Trade unions have today voiced concerns over the future of Tata’s Port Talbot steelworks.
Reports claim that the owner of the UK’s biggest steelworks threatened to close its plant without £1.5 billion of aid from the government.
Tata Group said the subsidies are necessary to cut carbon dioxide emissions from its operations.
In an interview with the Financial Times, Natarajan Chandrasekaran, Chairman of Tata Group, said: “A transition to a greener steel plant is the intention that we have. But this is only possible with financial help from the government.”
A spokesperson for Community, the steelworkers’ union and the largest trade union at Tata Steel, said: “This intervention from Tata is shocking and has been without any consultation with the trade unions.
“For months we have been in discussions with the company, but we should be clear there is no agreement on the decarbonisation roadmap.
“Tata’s comments make a mockery of the company’s commitments to open and transparent dialogue with the unions.

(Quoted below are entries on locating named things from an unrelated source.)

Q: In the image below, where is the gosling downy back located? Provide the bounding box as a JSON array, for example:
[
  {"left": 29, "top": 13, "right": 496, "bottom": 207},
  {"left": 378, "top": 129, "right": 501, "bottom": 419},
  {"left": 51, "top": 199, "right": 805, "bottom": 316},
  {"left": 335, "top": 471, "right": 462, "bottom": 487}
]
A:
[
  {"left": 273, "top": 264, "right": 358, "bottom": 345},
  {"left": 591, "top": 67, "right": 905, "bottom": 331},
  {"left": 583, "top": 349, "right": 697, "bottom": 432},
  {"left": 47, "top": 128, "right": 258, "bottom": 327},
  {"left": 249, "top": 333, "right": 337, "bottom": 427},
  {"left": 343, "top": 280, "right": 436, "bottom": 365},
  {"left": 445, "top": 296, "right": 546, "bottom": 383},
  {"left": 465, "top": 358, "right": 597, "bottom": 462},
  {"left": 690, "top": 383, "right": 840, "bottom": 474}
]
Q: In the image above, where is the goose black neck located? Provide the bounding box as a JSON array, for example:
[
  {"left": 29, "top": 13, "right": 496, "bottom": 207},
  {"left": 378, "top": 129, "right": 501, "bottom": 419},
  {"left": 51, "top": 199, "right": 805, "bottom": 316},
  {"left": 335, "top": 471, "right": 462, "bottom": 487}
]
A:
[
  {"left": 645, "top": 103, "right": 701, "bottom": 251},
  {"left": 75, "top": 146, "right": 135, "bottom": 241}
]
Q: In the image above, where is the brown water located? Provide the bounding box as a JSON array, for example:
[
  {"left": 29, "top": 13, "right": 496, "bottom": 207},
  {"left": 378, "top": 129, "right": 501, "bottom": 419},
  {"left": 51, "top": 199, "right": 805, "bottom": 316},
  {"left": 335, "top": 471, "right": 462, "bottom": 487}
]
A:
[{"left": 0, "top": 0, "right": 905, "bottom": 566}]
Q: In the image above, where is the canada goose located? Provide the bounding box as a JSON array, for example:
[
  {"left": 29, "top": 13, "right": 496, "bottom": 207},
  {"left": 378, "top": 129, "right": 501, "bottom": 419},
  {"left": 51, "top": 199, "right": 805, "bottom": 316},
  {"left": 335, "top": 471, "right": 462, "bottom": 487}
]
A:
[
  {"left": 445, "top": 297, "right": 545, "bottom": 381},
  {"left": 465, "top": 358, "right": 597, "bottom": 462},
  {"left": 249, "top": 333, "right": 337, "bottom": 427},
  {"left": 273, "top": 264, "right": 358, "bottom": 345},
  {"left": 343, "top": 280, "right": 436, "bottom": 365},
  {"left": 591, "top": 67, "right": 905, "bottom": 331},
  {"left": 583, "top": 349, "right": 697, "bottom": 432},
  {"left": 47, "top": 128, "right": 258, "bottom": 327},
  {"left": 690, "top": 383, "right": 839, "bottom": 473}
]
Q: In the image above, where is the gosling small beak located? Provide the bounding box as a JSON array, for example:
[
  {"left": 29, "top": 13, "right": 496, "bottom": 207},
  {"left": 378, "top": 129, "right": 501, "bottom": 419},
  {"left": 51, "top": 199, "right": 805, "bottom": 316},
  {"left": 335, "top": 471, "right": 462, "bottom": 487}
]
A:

“Tata and the government must do whatever it takes to secure the future of steelmaking at Port Talbot and work with the trade unions to safeguard our vital strategic industry.”
A UK Government spokesperson told ELN: “Steel plays a critical role in all areas of the UK economy and Tata is a valued steel producer and significant employer in the UK.
“Our ongoing support for the sector’s low carbon transition includes the £289 million Industrial Energy Transformation Fund and more than £1 billion to help with energy efficiency, decarbonisation, low carbon infrastructure and for research and development.”